Du rêve théâtral à la fuite en Finlande, la création et la douleur.
Troisième volet du cycle du Démiurge, publié en 1999 chez Fayard (et qui sera repris au sein du premier volume de l’intégrale du cycle, que co-éditent en novembre 2015 Dystopia Workshop et Le Bélial), « Mélusath » établit le pont entre les deux premiers volumes, puisque l’on retrouve le héros de « L’ombre d’un soldat » et l’héroïne du « Jongleur interrompu », mêlés de près au destin d’un petit théâtre parisien d’avant-garde, confronté au doute et à l’enjeu de son prochain spectacle. Francis Berthelot y poursuit le travail entrepris jusque là de confrontation aux douleurs et aux traumatismes formateurs et déformateurs de l’enfance, en approfondissant cette fois les mystères du désir amoureux. Le fantastique, discret dans les deux premiers tomes, s’affirme ici avec la création de Mélusath, le génie du Théâtre, qui prend les choses en main lorsque les êtres humains ne parviennent plus ou pas encore à s’affranchir de leurs passés…

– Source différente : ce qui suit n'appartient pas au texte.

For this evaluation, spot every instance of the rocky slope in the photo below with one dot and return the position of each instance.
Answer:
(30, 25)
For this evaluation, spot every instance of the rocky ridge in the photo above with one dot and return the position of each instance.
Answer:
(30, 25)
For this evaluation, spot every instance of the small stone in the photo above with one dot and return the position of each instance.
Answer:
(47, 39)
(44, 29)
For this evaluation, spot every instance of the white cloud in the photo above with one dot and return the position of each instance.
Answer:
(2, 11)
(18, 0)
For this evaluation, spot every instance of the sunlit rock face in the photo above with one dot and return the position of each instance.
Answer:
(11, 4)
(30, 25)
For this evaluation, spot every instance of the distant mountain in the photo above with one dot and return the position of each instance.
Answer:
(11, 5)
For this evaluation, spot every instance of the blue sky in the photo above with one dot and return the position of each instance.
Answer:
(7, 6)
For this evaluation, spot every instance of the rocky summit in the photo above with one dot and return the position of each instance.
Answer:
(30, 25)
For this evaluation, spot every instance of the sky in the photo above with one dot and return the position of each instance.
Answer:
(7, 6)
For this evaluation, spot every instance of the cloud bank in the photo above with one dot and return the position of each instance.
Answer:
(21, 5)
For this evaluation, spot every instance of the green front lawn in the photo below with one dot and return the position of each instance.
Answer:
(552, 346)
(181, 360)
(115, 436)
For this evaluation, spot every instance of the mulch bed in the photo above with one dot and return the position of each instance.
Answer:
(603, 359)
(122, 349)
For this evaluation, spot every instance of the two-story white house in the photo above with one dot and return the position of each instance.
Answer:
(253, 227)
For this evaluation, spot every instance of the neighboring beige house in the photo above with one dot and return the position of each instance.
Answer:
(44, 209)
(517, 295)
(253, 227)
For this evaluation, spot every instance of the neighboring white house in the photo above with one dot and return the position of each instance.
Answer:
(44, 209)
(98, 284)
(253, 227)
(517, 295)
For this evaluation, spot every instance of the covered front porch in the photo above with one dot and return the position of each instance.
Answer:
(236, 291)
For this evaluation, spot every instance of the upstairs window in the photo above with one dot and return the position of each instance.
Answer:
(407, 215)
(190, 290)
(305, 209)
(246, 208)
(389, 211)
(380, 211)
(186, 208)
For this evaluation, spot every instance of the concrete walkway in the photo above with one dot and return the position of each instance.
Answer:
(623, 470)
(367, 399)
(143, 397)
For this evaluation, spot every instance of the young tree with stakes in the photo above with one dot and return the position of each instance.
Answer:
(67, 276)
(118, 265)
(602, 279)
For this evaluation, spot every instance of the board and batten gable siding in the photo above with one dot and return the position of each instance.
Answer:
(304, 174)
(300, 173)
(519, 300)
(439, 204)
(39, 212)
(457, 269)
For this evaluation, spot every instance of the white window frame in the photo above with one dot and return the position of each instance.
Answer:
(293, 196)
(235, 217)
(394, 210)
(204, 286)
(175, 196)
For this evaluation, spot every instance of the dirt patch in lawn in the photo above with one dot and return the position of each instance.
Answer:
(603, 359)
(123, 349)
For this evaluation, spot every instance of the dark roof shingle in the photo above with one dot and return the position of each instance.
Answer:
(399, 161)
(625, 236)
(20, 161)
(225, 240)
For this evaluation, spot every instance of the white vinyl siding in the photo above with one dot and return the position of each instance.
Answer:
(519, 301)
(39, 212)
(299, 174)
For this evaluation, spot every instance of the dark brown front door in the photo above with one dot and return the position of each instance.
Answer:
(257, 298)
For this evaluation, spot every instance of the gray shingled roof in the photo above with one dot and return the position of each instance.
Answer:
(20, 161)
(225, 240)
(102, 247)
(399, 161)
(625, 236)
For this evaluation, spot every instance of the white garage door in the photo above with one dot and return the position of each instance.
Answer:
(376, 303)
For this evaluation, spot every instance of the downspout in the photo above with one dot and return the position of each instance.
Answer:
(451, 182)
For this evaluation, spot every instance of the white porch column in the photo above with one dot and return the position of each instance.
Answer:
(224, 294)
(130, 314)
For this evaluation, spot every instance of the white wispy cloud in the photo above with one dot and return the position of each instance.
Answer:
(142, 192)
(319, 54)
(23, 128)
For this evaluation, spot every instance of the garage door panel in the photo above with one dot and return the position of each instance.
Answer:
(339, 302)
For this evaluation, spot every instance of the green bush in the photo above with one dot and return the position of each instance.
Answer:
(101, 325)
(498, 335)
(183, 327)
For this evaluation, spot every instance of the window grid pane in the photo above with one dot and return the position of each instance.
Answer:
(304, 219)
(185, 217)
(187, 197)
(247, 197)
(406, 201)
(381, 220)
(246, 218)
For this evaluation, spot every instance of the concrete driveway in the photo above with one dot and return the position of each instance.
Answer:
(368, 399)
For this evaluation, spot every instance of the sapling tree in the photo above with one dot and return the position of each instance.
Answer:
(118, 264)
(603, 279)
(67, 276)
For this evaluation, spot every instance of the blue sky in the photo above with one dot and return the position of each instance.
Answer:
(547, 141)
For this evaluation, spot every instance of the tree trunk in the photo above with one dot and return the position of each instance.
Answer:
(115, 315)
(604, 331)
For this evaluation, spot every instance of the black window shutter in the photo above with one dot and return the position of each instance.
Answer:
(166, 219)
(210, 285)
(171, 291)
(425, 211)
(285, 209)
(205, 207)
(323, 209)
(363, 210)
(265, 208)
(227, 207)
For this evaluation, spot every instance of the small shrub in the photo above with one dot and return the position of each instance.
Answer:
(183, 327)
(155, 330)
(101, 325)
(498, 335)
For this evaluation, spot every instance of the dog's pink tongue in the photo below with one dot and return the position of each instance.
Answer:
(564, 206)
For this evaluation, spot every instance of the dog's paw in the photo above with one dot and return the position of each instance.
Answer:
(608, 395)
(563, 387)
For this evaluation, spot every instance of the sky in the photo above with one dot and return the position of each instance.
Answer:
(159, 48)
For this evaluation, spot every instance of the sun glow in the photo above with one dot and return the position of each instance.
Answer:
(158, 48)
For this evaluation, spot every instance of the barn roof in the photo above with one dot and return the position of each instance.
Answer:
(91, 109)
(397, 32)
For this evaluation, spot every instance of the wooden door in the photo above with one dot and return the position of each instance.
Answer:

Un moment plus tard, cependant, tandis que la doyenne regagne la scène, le murmure de stupeur qui s’élève de l’assistance la fige sur place. Sur son bras, la robe qui rendait Clytemnestre si terne oscille, vaporeuse, comme sous l’effet d’une brise. Elle est à nouveau d’un blanc éblouissant.
L’exergue d’Antonin Artaud (extrait de « Le théâtre et son double », 1938) affirme d’emblée qu’il s’agit ici, sans ambiguïtés, d’une ode au pouvoir de l’engagement dans la représentation, de l’incandescence sur scène : « Tout ce qui est dans l’amour, dans le crime, dans la guerre, ou dans la folie, il faut que le théâtre nous le rendre, s’il veut retrouver sa nécessité. » À travers les arabesques, les éclairs et les doutes de ses protagonistes, Francis Berthelot nous offre une belle leçon d’art en action, sur les planches et en dehors, avec en filigrane bon nombre des principes du théâtre de la cruauté, justement.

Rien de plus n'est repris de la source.